For his outspoken pro-democracy stance, Benny Tai has just lost his job at the University of Hong Kong (he was also jailed last year for “conspiracy to incite others to incite others to commit public nuisance”). Chow, in her early twenties, created her own political party, Demosisto, which ran on the idea of attaining self-government after the 50-year agreement ended. U.S. lawmakers have nominated twenty-somethings Joshua Wong, Nathan Law, and Alex Chow for the Nobel Peace Prize for their pro-democracy efforts.
One of the most notable aspects of these activists, young and old, is their good humor throughout everything. During a live, on-stage interview, they laugh and make jokes about doing major jail time. It’s in stark contrast to modern American social causes, which seem to be totally humorless—jokes about serious subjects are akin to cussing in church, multiplied by a thousand.
“One of the most notable aspects of these activists, young and old, is their good humor throughout everything.”
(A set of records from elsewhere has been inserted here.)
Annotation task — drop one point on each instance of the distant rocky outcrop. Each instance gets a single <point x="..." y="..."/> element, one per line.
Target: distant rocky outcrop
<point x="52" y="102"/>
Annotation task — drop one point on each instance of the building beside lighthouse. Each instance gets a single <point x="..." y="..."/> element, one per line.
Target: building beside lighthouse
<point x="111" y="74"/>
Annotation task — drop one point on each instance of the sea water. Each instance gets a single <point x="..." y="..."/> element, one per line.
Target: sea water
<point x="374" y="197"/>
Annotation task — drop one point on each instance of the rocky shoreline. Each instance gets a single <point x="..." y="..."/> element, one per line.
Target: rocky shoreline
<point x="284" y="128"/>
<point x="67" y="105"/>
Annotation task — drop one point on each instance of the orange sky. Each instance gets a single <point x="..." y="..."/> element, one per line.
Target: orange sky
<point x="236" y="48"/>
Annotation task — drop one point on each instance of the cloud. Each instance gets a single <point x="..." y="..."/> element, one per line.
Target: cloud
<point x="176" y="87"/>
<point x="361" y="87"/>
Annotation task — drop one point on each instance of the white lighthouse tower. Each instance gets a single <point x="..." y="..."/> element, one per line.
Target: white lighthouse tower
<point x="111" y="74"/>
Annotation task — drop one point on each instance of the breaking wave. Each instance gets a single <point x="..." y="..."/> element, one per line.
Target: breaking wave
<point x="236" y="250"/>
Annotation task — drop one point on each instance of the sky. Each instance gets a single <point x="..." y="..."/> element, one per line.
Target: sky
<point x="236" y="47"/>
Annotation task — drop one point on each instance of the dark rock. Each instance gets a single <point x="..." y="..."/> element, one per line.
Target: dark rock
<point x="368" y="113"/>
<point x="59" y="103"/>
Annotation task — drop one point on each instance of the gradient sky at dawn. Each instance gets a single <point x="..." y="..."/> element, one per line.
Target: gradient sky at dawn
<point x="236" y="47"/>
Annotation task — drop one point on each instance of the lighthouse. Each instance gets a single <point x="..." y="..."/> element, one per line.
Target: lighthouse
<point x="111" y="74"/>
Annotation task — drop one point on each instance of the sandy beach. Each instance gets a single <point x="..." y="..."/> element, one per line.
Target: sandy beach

Some documentaries are topical, while others are literally occurring as we speak. Things have only gotten worse for Hong Kong in the past few months, with China having passed a new National Security Law that has overwritten Honk Kong’s law. This means that making change through traditional democratic avenues, like universal suffrage, is increasingly unlikely. Since the National Security Law, many outspoken activists have either left the country or gone underground. Others, like the 23-year-old Wong, are doing battle in the daylight by running for office.
On a presentation level, We Have Boots is a little rough around the edges. The neon green subtitles are more displeasing than logic can account for. More importantly, some of the translations require the pause button to make sense of. Even so, the extensive frontline footage and interviews with activists make the documentary a more informative alternative to an eight-minute piece on CNN. This isn’t even mentioning the inspirational real-time story itself, in which a speck on the map puffs outs its chest to one of the largest countries on the planet, which also happens to be a dictatorship capable of horrendous human rights violations. Freedom’s a little like crack cocaine in that way. Once you get a taste, you’d fight off the Green Berets with a spatula if they tried to take it.
"…some documentaries are topical, while others are literally occurring as we speak."